Wer bezahlt den „Lyon-Turin“?

von Leila Shahshahani, für Montagnes Magazine Oktober 2014 (übersetzt und gekürzt), 30.9.14

Das seit Anfang der 90er Jahre bestehende Projekt der französischen und italienischen Regierungen, eine neuen Eisenbahnverbindung zwischen Lyon und Turin zu schaffen, muss gegenwärtig, während öffentliche Gelder knapp werden, noch den Beweis erbringen, dass es finanzierbar ist.

Allein für die erste Etappe des Projekts Lyon-Turin sollen Frankreich und Italien je 2,15 Milliarden bzw. 2,95 Milliarden € des 57 km langen franco-italienischen Tunnels zwischen Saint-Jean-de-Maurienne in Savoyen und Susa in Piemont bezahlen. Die Befürworter erwarten von der EU eine Subvention von 40 % für das Tunnelprojekt, das insgesamt auf 8,5 Miliiarden € geschätzt wird. Jedoch steht die europäische Finanzierung bis heute nicht fest.

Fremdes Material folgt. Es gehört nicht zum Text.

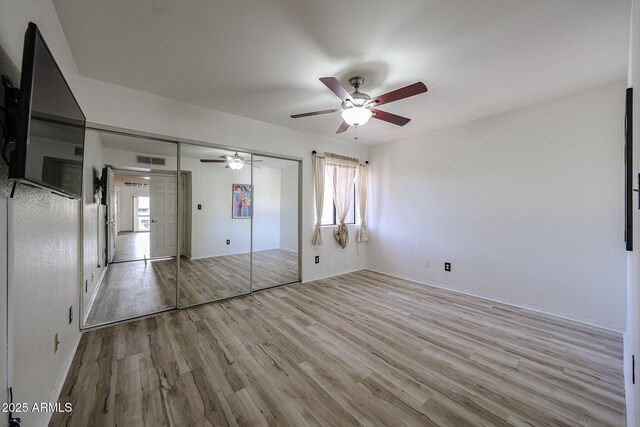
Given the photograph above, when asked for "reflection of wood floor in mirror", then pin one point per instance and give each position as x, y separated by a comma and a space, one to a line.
361, 349
132, 289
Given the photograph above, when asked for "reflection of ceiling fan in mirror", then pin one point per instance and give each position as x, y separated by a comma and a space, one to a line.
235, 162
358, 107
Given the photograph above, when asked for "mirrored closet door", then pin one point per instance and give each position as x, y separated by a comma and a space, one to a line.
275, 258
216, 260
130, 227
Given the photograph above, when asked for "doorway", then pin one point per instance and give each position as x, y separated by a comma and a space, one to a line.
187, 223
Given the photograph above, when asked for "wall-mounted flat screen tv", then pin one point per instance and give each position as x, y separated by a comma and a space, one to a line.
50, 130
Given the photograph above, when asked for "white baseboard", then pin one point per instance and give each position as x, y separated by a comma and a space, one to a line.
506, 302
66, 367
92, 298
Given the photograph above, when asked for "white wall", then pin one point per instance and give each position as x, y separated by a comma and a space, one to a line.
118, 106
289, 209
125, 205
47, 231
266, 218
212, 226
631, 339
527, 205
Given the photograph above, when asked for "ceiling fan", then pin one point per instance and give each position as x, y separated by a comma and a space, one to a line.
357, 108
235, 162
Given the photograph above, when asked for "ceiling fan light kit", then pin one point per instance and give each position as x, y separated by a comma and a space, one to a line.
356, 116
235, 162
358, 108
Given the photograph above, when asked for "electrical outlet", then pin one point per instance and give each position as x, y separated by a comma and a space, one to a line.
56, 343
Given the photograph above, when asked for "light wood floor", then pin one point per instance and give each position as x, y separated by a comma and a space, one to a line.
358, 349
133, 289
131, 246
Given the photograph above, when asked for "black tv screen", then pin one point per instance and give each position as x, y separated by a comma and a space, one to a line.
50, 135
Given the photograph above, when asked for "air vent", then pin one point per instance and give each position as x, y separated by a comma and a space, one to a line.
148, 160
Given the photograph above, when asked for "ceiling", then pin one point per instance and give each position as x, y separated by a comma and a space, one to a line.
262, 59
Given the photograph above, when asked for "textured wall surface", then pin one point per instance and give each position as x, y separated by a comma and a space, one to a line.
46, 279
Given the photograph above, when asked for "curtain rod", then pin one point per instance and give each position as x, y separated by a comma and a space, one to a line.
315, 152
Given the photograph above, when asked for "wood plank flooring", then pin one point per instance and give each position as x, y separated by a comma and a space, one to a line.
361, 349
133, 289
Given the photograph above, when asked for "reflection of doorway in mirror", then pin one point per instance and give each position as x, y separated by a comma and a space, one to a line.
141, 214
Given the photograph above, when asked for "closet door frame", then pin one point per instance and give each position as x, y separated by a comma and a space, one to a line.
98, 127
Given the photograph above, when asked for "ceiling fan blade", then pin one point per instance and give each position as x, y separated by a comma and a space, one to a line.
391, 118
313, 113
402, 93
334, 85
343, 127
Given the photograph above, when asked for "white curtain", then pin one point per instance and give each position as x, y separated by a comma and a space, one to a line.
318, 185
363, 231
342, 179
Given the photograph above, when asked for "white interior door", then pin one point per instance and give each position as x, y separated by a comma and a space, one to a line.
164, 215
111, 215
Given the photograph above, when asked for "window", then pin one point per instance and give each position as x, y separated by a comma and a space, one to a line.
329, 209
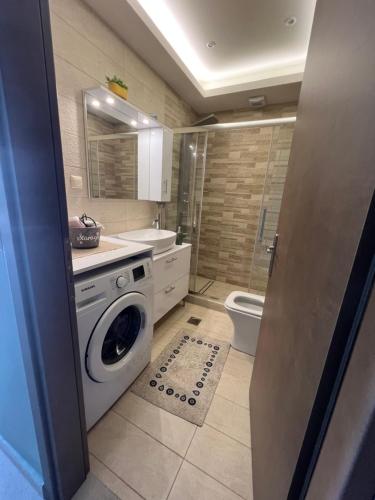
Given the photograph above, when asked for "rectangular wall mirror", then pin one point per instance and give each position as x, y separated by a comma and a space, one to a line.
129, 154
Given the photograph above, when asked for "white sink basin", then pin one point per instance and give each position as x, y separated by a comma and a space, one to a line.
160, 239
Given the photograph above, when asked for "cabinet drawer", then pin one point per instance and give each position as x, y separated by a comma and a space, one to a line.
171, 266
170, 296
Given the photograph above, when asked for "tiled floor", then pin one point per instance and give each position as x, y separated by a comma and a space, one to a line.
141, 451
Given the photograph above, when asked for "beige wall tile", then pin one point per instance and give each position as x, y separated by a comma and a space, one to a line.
85, 51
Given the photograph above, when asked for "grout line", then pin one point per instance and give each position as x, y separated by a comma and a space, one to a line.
234, 402
215, 479
227, 435
115, 474
191, 440
174, 480
183, 460
148, 434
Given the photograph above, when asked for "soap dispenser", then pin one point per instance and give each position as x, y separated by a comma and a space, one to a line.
179, 236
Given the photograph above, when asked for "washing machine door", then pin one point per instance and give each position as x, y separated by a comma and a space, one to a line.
117, 336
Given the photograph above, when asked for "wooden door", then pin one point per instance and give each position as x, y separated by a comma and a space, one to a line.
328, 191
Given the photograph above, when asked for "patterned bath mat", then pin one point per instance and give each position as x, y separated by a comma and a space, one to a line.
184, 377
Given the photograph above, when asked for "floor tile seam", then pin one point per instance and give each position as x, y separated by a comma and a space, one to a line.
118, 477
215, 479
234, 402
227, 435
175, 478
150, 435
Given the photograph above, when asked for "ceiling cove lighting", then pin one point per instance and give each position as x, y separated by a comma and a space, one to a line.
253, 123
166, 24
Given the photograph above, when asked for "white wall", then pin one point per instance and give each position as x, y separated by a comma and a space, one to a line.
85, 51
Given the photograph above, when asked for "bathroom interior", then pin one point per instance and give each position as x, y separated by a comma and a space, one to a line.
222, 195
177, 122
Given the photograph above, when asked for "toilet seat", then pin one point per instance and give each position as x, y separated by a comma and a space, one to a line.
245, 302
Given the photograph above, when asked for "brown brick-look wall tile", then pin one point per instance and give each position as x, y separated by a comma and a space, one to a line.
236, 175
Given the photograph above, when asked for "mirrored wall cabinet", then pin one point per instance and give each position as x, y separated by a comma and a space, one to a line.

Am 11. September wurde das Projekt zur Finanzierung der großen Transport-Infrastrukturen für 2014-2020 öffentlich ausgeschrieben; die Beteiligung der EU wird jedoch erst am Ende der Projekt-Ausschreibung bekannt gegeben, und Frankreich und Italien müssen bis zum 26. Februar 2015 darauf antworten. Seitens der Umweltschützer der EELV, die heute gegen den Lyon-Turin sind, fragt man besorgt: „Praktisch alle Einnahmen des EU-Haushalts kommen aus einer direkten Beteiligung der Mitgliedsstaaten. Muss Frankreich seinen Beitrag noch erhöhen, damit der internationale Tunnel zu 40 % subventioniert wird?“

 Indessen gräbt der Träger des Grenztunnels Lyon-Turin Ferroviaire (LTF) bereits im Rahmen der Probebohrungen Stollen. Im Maurienne-Tal wurden zwischen 2002 und 2010 bereits drei Tunnel von insgesamt 9 km ausgehoben. In Italien in der Gemeinde von Chiomonte wird der Maddalena-Stollen (7,5 km) gegraben. Schließlich soll Anfang 2015 ein weiterer Stollen ab Sant-Martin-la-Porte (Maurienne) begonnen werden, auf der Achse und mit dem Durchmesser der zukünftigen Süd-Röhre des Grenztunnels“, sagt der Träger. Es handelt sich um die neun ersten Kilometer des franco-italienischen Tunnels. „Das ist die Politik der vollendeten Tatsachen, die ein Zurück unmöglich machen soll“, protestiert Jean-Paul Lhuillier, Gegner und Leitungsmitglied der Abteilung ‚Nachhaltigkeit in Transport und Mobilität’ im Dachverband FNE („France nature environnement“).

Chambéry, Demonstration gegen den Lyon-Turin, von Leila Shahshahani

Demo in Chambéry, Fotos Leila Shahshahani

Nachdem der Lyon-Turin lange als „ökologisch“ angesehen wurde, wird er nun ebenso wie der Flughafen Notre-Dame-des-Landes von vielen Bürgern, Abgeordneten und Vereinen als „unnützes und aufgezwungenes“ Großprojekt eingestuft.

Die Monatszeitschrift „Montagnes Magazine“ veröffentlicht in ihrer Oktober-Ausgabe eine Umfrage zum Projekt unter den französischen Bürgern.